The Madagascar plover is classified as Vulnerable by the IUCN.

The small population is believed to be undergoing continuous decline due to pressure on its wetland habitat. The species is the rarest breeding plover in Madagascar, and it is estimated that the population consists of 2,700 – 3,500 total individuals, or roughly 1,800 – 2,300 mature birds as of 2023. Additionally, nesting success is very low, and life history traits do not enable the species to reproduce quick enough to recover.

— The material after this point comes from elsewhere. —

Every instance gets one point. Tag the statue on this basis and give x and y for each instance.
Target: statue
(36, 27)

The main threat is habitat loss or degradation, mainly due to the conversion of many natural plover wetland habitats to rice paddies and shrimp farms. As the population is restricted to specialised wetland habitats, they are especially vulnerable to habitat degradation. Cattle may aid the population by creating space to nest, but present the inevitable risk of trampling of birds and nests. The Madagascar plover's life history traits such as small clutch sizes, long incubation periods, slow chick growth and long re-nesting intervals make it less able to withstand environmental change, and thus very sensitive to habitat threats.

Three nesting localities are located in protected national parks: Lake Tsimanampetsotsa, Kirindy Mitea, and Baly Bay. Control of predators has been suggested as a conservation measure, however this may be difficult as the predators themselves may be endemic to Madagascar, endangered, or protected species.